The Department of Education is particularly hospitable to foreign medical schools and maintains links on its web sites to 25 medical schools outside the U.S. DOE reported that American students attending Medical University of Silesia in Katowice, Poland, borrowed an average of $80,000 in federal student loans to attend that medical school, plus private loans averaging $55,000.
Or perhaps you prefer to study medicine in a sunnier clime? You can take out federal loans to attend American University of the Caribbean School of Medicine in St. Maarten, but it's pricier than a Polish medical school. American students borrowed an average of $315,674 to attend the medical school in St. Maarten, which is owned by DeVry Education Group, a publicly traded corporation on the New York Stock Exchange.
But most Americans don't take out federal loans to obtain medical degrees overseas; most use student-loan money to study abroad for a semester or a year.
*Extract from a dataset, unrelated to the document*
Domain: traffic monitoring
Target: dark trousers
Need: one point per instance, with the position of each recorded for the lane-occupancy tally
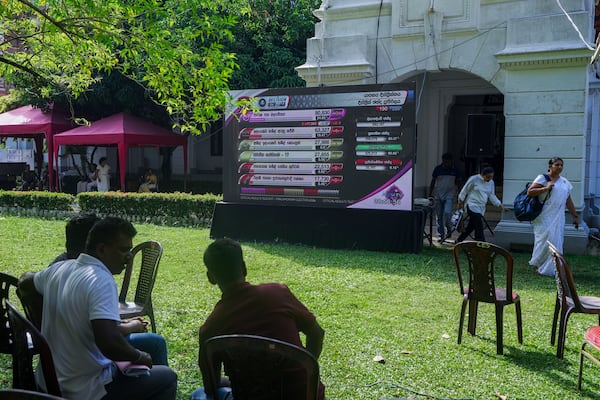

Indeed, the growing popularity of Study Abroad programs is one reason an American college education costs so much more than it once did. Americans are taking out student loans to spend a few months in Paris, London, Barcelona, or dozens of other exotic cities.
American taxpayers are already subsidizing 5,000 U.S. colleges and schools that participate in the federal student aid program--institutions running the gamut from Harvard University to Toni & Guy Hairdressing Academy. Do we really want to loan students money to attend schools overseas--especially at a time when so many colleges in the U.S. are on the verge of closing due to declining enrollment?